In 2009 the Swedish Energy Agency supported two projects where a total of 150 battery electric vehicles were demonstrated over the past couple of years. One project will test the Volvo C30 EV in 2011. The other concerns 100 Saab 9-3 EVs during 2010 and 2011, though the closure of Saab has likely ended this project. The Energy Agency got directions from the government to include questions regarding infrastructure and user acceptance in a new demonstration program that will run for four years.
The major Swedish power companies began working together in 2008 in a joint initiative promoting EVs and PHEVs. The goal is to bring 600,000 vehicles to the market by 2020. One ongoing subproject involves converting ten Toyota Priuses to PHEVs and field-testing them. In contrast to the utilities’ goal, the Swedish Energy Agency has recently revised its previous prediction of 85,000 EVs in 2020 to 18,000.
Project Hyper Bus
Volvo 7700 Hybrid Bus. Image courtesy of Volvo AB.
Gothenburg will be the test venue for a new hybrid bus with plug in-technology. Buses and charging stations will be tested in regular traffic in true city conditions. Project Hyper Bus — which was just awarded an EU grant of SEK 14 million as part of budget totaling SEK 28 million — began operating on September 1, 2011 and will run until 2014.

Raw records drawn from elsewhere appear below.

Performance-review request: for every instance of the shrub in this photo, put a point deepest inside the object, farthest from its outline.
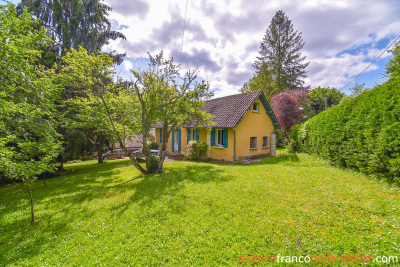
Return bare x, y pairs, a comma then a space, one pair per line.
362, 133
152, 145
196, 149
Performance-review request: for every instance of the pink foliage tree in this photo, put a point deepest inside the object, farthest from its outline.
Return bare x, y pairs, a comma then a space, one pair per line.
286, 106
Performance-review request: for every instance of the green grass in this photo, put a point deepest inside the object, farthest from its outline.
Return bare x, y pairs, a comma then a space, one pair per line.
199, 214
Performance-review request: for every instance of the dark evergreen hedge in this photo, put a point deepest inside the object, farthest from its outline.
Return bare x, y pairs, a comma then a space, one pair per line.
362, 133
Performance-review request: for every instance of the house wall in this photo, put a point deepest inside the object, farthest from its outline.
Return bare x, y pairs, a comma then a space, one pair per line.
225, 153
253, 124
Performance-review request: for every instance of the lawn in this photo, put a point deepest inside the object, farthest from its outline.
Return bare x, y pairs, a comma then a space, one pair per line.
200, 214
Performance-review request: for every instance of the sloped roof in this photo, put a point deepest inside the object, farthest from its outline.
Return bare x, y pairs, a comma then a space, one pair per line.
228, 111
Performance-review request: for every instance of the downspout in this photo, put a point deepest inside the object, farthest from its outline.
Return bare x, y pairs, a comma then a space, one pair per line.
234, 145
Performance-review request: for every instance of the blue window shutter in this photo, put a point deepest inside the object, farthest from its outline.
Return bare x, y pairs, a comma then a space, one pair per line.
213, 137
179, 140
188, 135
225, 137
173, 141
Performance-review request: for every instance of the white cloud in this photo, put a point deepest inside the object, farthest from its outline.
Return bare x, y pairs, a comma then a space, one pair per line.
341, 36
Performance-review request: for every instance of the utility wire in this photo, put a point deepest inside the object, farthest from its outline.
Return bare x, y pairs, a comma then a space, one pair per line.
183, 32
370, 64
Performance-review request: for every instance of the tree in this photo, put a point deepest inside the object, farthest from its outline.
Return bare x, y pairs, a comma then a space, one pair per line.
321, 99
74, 23
29, 142
286, 106
281, 49
393, 66
94, 102
166, 96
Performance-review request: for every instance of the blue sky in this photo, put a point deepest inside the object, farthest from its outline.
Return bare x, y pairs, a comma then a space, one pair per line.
223, 37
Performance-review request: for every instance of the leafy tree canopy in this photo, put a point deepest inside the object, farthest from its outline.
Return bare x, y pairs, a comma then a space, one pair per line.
320, 99
29, 142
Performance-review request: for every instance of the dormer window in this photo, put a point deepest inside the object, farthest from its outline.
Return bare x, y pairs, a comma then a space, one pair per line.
256, 107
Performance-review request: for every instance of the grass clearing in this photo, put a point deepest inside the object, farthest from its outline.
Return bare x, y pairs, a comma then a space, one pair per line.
198, 214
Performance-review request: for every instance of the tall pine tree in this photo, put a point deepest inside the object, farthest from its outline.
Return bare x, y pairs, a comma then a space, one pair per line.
280, 54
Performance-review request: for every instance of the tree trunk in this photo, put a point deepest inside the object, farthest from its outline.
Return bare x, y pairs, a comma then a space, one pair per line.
163, 147
32, 212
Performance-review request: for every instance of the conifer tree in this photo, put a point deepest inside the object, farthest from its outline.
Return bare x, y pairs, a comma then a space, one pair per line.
281, 51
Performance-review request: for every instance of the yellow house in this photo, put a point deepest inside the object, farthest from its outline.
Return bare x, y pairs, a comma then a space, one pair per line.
244, 126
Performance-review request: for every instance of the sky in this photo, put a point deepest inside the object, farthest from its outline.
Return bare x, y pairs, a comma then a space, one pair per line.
223, 37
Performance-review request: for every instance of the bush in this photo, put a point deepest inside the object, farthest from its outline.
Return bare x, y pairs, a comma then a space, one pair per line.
362, 133
152, 145
196, 149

It can be divided into four sub-areas; demonstration of plug-in technology for hybrid buses, rapid-charge stations, tests in real city environments on existing bus routes and the publication of results and experiences from the project.
Volvo Buses is responsible for the project buses, Göteborg Energi for the charging stations, Västtrafik for routing and driveability and the City of Gothenburg Traffic & Public Transport Authority will take care of metering and calculations.
Business Region Göteborg will manage the project and have responsibility for documentation, communication and the dissemination of project results and the exchange of experiences with other EU projects.
The plug-in hybrid buses will use electricity as their primary power source and diesel for supplementary power. Plug-in technology allows the buses to be charged with external power through connection to a charging station.